Monday, October 5, 2015

Is Your Financial Advisor Watching You Break the Rules of Prudent Investing for Fear of Losing Paychecks?

Is your financial advisor watching you break the rules of prudent investing for fear of losing paychecks?

Do you have the kind of financial advisor who’ll always tell you what’s right and refuse to see you make moves with your portfolio that are imprudent, based on your circumstances? Or is your advisor of the breed – I’d even dare to say it’s where most advisors fall these days – who lets his/her clients make all the decisions regarding their portfolios, even down to specific asset class combinations, when its appropriate to rebalance, and everything in between? Personally I think thats a terrible – and incredibly unfortunate – mistake.

Now, dont get me wrong. Im by no means suggesting that you simply go hand over your hard-earned money to some guy or gal in a suit, sitting in an air conditioned office, and completely back off without any input whatsoever. Truth is, I wouldnt do that with my own money, so why would I expect you to invest that way?

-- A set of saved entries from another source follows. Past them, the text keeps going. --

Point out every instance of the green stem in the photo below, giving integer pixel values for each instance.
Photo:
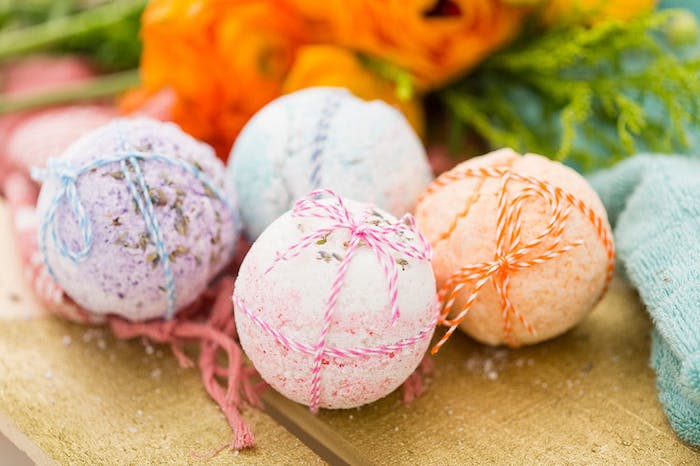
(103, 86)
(32, 38)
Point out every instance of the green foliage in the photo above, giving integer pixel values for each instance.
(587, 96)
(106, 31)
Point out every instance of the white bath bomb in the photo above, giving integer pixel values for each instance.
(325, 138)
(280, 313)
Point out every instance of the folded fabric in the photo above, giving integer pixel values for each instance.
(654, 206)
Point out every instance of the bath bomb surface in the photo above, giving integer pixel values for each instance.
(114, 249)
(282, 295)
(325, 138)
(522, 244)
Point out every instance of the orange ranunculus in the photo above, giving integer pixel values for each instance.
(223, 59)
(435, 40)
(329, 65)
(592, 11)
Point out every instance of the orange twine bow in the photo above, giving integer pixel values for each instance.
(512, 253)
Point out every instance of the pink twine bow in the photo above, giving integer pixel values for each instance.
(371, 229)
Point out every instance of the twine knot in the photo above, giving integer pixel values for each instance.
(128, 162)
(513, 252)
(371, 229)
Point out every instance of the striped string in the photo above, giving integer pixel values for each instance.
(512, 252)
(129, 164)
(383, 240)
(331, 106)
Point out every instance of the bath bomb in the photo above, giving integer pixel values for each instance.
(335, 302)
(325, 138)
(135, 219)
(523, 248)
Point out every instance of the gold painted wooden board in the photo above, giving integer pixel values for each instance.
(74, 395)
(588, 397)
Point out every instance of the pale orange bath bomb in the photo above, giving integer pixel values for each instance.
(522, 247)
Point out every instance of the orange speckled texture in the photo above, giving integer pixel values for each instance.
(460, 221)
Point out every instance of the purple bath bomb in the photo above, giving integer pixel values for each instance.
(123, 271)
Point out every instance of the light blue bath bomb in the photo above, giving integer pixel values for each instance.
(325, 137)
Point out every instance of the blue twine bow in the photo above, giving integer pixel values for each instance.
(128, 160)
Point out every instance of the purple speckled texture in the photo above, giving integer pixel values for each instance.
(122, 275)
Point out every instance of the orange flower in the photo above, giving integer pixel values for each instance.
(592, 11)
(435, 40)
(329, 65)
(223, 59)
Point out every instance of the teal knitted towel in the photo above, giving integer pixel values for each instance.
(654, 206)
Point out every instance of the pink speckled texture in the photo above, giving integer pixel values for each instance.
(292, 298)
(553, 296)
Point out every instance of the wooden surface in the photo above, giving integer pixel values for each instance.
(71, 394)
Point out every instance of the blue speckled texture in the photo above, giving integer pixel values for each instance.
(122, 274)
(325, 137)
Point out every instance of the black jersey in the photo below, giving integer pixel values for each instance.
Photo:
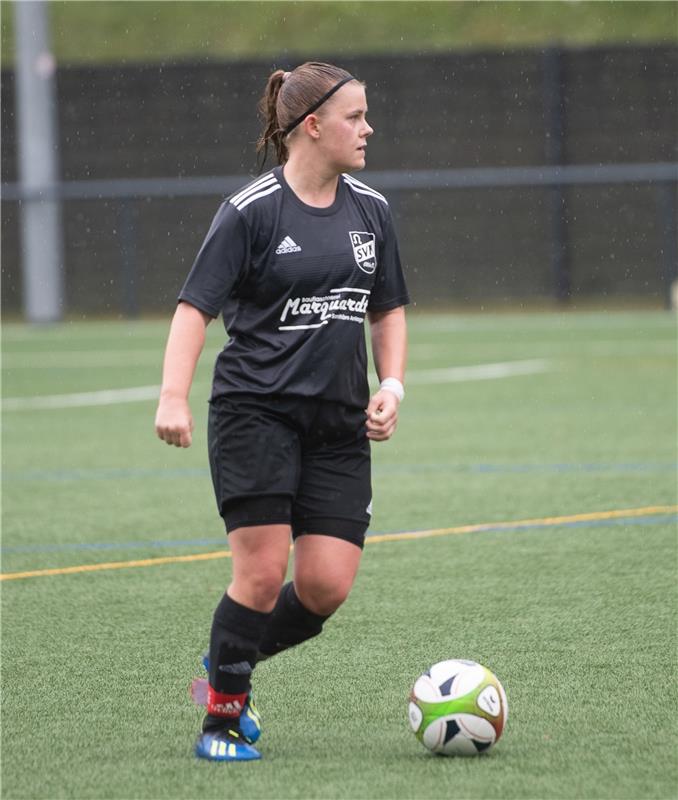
(293, 284)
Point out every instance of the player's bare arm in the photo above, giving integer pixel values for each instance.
(173, 420)
(389, 348)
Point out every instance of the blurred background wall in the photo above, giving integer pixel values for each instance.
(128, 249)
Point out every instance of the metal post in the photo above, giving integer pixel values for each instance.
(128, 254)
(37, 142)
(667, 214)
(554, 120)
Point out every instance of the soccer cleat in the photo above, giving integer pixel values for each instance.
(225, 745)
(249, 721)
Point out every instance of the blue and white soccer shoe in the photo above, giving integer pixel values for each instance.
(249, 721)
(226, 745)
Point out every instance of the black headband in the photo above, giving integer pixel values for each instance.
(317, 105)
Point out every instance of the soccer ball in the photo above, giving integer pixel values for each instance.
(458, 708)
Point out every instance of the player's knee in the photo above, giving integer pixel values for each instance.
(262, 586)
(322, 596)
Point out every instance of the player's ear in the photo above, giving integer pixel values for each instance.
(312, 126)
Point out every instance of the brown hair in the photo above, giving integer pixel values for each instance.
(286, 97)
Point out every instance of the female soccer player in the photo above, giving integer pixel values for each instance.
(294, 261)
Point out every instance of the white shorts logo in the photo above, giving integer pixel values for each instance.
(364, 250)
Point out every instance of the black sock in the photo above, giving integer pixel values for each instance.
(290, 624)
(234, 642)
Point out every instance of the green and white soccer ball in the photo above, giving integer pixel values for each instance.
(458, 708)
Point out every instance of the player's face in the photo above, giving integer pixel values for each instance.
(344, 129)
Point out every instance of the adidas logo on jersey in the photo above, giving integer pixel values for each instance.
(288, 245)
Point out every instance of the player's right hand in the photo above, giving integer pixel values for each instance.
(173, 422)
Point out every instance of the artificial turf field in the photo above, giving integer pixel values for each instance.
(574, 611)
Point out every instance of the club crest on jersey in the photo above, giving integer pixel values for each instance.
(364, 250)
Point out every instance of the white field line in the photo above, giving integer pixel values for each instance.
(80, 359)
(479, 372)
(104, 359)
(108, 397)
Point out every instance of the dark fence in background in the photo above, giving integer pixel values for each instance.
(128, 248)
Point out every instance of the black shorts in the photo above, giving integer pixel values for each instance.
(279, 459)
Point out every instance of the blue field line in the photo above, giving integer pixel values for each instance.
(134, 473)
(655, 519)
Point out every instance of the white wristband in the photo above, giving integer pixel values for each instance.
(393, 385)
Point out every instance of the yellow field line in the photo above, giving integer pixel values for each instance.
(544, 521)
(386, 537)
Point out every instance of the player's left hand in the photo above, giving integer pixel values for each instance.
(382, 415)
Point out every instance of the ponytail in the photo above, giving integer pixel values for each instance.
(282, 108)
(272, 132)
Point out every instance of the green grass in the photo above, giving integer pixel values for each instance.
(102, 32)
(577, 621)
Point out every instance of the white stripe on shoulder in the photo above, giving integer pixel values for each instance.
(265, 180)
(268, 190)
(363, 188)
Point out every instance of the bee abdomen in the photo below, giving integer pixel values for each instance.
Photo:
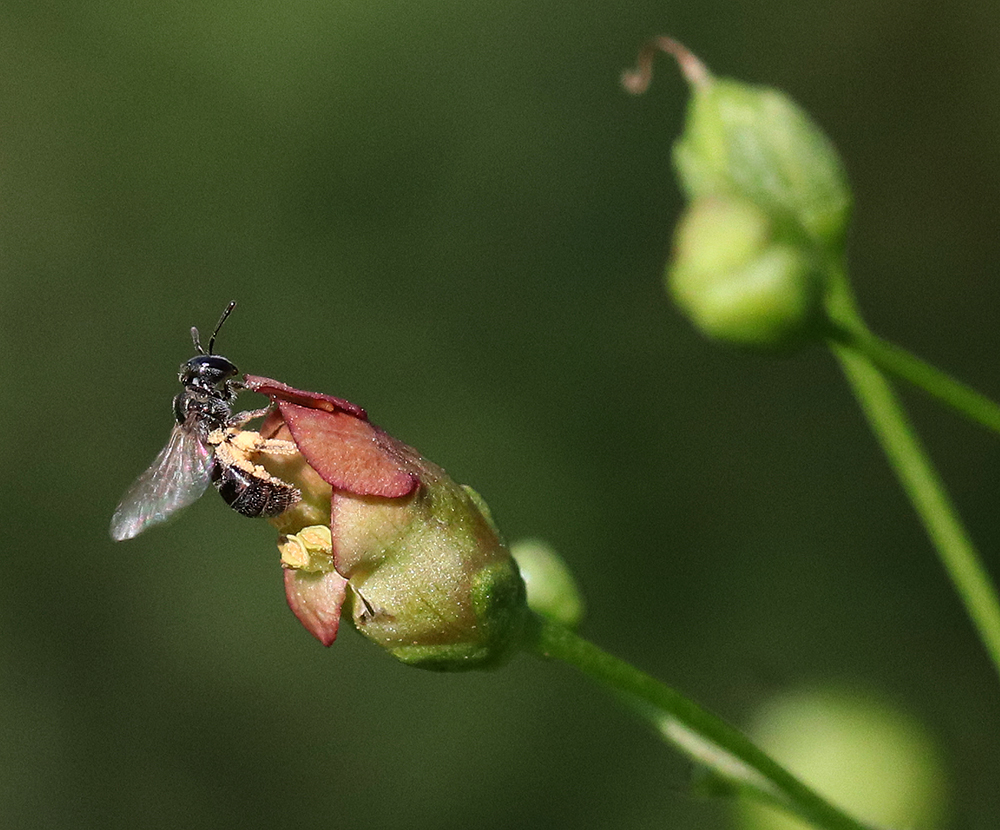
(251, 494)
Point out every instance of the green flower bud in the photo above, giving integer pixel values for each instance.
(743, 279)
(552, 590)
(862, 754)
(385, 535)
(755, 142)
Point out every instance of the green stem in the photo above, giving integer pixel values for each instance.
(706, 738)
(926, 490)
(897, 361)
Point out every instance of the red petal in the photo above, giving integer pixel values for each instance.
(276, 390)
(340, 443)
(316, 599)
(348, 453)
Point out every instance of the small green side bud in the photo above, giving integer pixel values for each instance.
(743, 279)
(552, 590)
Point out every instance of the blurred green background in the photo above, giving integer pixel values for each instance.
(450, 213)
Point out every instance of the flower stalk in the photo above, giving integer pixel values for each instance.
(705, 738)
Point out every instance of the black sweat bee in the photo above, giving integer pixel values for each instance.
(206, 445)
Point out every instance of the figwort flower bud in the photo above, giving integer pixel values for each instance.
(741, 277)
(756, 142)
(770, 207)
(413, 558)
(552, 590)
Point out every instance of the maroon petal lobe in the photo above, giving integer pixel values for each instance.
(276, 390)
(316, 599)
(340, 443)
(348, 453)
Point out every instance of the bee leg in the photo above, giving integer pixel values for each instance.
(369, 612)
(240, 418)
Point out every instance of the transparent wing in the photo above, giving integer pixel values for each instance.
(177, 477)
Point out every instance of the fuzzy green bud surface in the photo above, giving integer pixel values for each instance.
(386, 536)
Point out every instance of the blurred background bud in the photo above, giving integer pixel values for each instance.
(756, 142)
(552, 590)
(741, 278)
(864, 755)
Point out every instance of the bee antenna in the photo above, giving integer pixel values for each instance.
(197, 340)
(222, 319)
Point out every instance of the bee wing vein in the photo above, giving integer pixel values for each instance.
(176, 478)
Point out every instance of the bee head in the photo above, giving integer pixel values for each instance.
(206, 372)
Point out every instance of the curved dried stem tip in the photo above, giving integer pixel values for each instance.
(636, 80)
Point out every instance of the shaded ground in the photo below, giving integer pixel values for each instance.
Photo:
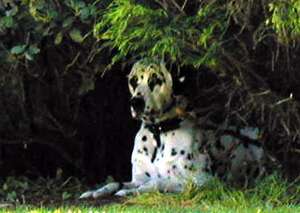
(48, 193)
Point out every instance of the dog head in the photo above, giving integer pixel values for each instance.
(150, 85)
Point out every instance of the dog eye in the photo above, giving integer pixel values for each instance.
(133, 82)
(153, 81)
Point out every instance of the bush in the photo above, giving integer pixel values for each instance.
(252, 46)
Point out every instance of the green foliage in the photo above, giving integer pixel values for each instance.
(285, 19)
(138, 30)
(271, 194)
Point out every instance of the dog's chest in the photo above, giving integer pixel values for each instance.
(170, 154)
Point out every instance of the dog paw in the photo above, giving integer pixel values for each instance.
(87, 194)
(122, 193)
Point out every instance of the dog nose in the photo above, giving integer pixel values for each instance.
(138, 104)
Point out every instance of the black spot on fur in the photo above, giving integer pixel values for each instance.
(153, 81)
(173, 152)
(145, 150)
(190, 156)
(133, 82)
(246, 145)
(219, 146)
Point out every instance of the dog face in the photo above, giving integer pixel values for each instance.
(150, 85)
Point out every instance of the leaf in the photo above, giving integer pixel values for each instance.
(17, 50)
(58, 38)
(68, 22)
(33, 50)
(8, 21)
(84, 13)
(13, 11)
(76, 36)
(28, 56)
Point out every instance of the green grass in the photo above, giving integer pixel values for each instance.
(272, 194)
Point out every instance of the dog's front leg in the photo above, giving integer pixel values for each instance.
(108, 189)
(162, 185)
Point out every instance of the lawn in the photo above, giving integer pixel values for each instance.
(271, 194)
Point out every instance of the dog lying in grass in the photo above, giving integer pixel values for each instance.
(170, 148)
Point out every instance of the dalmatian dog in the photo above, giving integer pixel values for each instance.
(170, 149)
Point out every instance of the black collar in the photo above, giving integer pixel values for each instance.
(164, 126)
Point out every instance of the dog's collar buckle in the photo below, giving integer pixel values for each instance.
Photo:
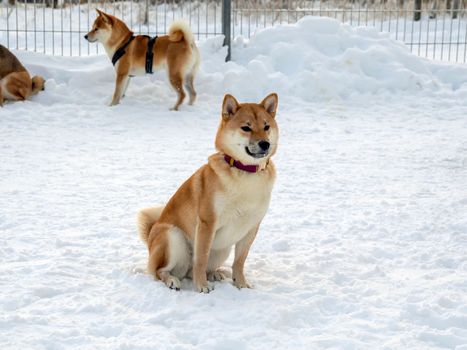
(239, 165)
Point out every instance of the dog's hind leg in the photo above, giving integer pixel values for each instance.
(190, 88)
(119, 88)
(176, 80)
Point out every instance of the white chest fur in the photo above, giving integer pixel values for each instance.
(240, 207)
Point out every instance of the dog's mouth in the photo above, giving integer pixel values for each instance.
(260, 154)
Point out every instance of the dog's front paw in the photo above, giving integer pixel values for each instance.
(214, 276)
(204, 288)
(241, 283)
(173, 283)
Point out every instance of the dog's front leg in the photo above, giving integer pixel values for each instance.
(126, 87)
(203, 241)
(241, 252)
(119, 88)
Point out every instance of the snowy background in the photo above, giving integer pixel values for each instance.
(364, 246)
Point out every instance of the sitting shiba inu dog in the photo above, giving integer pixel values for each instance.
(220, 205)
(137, 55)
(15, 82)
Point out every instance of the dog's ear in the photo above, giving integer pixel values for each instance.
(105, 17)
(270, 104)
(229, 107)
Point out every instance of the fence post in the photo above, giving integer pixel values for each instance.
(417, 14)
(226, 18)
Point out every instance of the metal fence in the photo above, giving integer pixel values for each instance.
(431, 28)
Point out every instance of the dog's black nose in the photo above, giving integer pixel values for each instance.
(264, 145)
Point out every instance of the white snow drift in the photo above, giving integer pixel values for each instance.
(363, 246)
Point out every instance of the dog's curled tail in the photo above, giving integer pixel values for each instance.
(179, 30)
(146, 219)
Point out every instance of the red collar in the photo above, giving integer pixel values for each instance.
(240, 165)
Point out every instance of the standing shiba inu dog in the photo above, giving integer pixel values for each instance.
(15, 82)
(138, 55)
(220, 205)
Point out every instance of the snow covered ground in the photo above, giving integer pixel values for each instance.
(364, 246)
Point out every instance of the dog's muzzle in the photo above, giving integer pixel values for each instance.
(258, 150)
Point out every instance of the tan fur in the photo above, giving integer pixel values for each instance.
(177, 52)
(219, 206)
(15, 81)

But here’s my point. As an investor, you must have clear and specific input and expectations regarding what you want and do not want, for that matter, when it comes to your portfolio – things like how much volatility you can live with, etc. Even if youre not that specific, a good financial advisor must and will have a thorough discussion with you in order to understand at the deepest possible level your core vision, desires, concerns, and expectations so that he or she can help you put together the best possible portfolio to get the job done. In the end, you should know exactly why your money is invested in a certain way, what you can expect – both good and bad – and when and how changes are to be made. As a matter of fact, isn't this the exact reason financial advisers are paid in the first place?

Now contrast that with what seems to be the norm today, where the investor tells the advisor specifically what to buy or when they believe they should get in or out of specific investments. Let’s face it, most of this is based purely on emotions whipped up by what’s going on in the media.

Of course, I get it. The money belongs to the investor and he or she may decide to invest it as he or she pleases. But think about it. Would you prefer a doctor who lets you, as the patient, decide the exact prescription and dosage you should be taking?

Could it be that these so-called financial advisors who are leaving every decision completely up to the client are so concerned about maintaining their paychecks that they will do whatever makes the client feels good and happy? Are they so worried that the client might go somewhere else that they’d let them do whatever makes them happy in the moment, even if it could end up destroying the very wealth they’re trying to grow in the long run? Or it is that these advisors do not want to be held accountable for the very thing they’re paid to do, guiding clients to invest prudently, according to their specific circumstances?

Then again, if you skip the initial step I mentioned earlier and invest without having a clear-cut understanding of where you are headed and what you can expect, isn’t this the natural progression?